B+Tree index structures in InnoDB
[This post refers to innodb_ruby version 0.8.8 as of February 3, 2014.]
In On learning InnoDB: A journey to the core, I introduced the innodb_diagrams project to document the InnoDB internals, which provides the diagrams used in this post. Later on in A quick introduction to innodb_ruby I walked through installation and a few quick demos of the innodb_space command-line tool.
The physical structure of InnoDB’s INDEX pages was described in The physical structure of InnoDB index pages. We’ll now look into how InnoDB logically structures its indexes, using some practical examples.
An aside on terminology: B+Tree, root, leaf, and level
InnoDB uses a B+Tree structure for its indexes. A B+Tree is particularly efficient when data doesn’t fit in memory and must be read from the disk, as it ensures that a fixed maximum number of reads would be required to access any data requested, based only on the depth of the tree, which scales nicely.

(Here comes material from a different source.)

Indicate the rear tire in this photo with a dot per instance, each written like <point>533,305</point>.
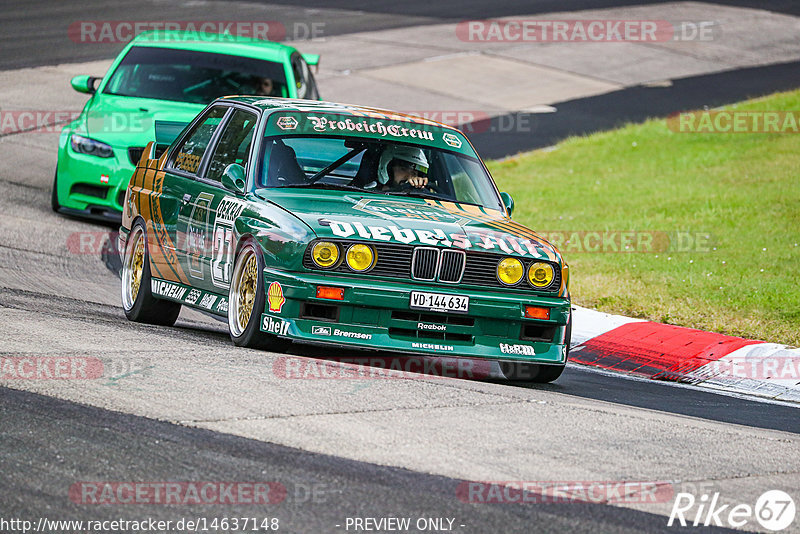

An index tree starts at a “root” page, whose location is fixed (and permanently stored in the InnoDB’s data dictionary) as a starting point for accessing the tree. The tree may be as small as the single root page, or as large as many millions of pages in a multi-level tree.
Pages are referred to as being “leaf” pages or “non-leaf” pages (also called “internal” or “node” pages in some contexts). Leaf pages contain actual row data. Non-leaf pages contain only pointers to other non-leaf pages, or to leaf pages. The tree is balanced, so all branches of the tree have the same depth.
InnoDB assigns each page in the tree a “level”: leaf pages are assigned level 0, and the level increments going up the tree. The root page level is based on the depth of the tree. All pages that are neither leaf pages nor the root page can also be called “internal” pages, if a distinction is important.
Leaf and non-leaf pages
For both leaf and non-leaf pages, each record (including the infimum and supremum system records) contain a “next record” pointer, which stores an offset (within the page) to the next record. The linked list starts at infimum and links all records in ascending order by key, terminating at supremum. The records are not physically ordered within the page (they take whatever space is available at the time of insertion); their only order comes from their position in the linked list.
Leaf pages contain the non-key values as part of the “data” contained in each record:
Non-leaf pages have an identical structure, but instead of non-key fields, their “data” is the page number of the child page, and instead of an exact key, they represent the minimum key on the child page they point to:
Pages at the same level
Most indexes contain more than one page, so multiple pages are linked together in ascending and descending order:
Each page contains pointers (in the FIL header) for “previous page” and “next page”, which for INDEX pages are used to form a doubly-linked list of pages at the same level (e.g. leaf pages, at level 0 form one list, level 1 pages form a separate list, etc.).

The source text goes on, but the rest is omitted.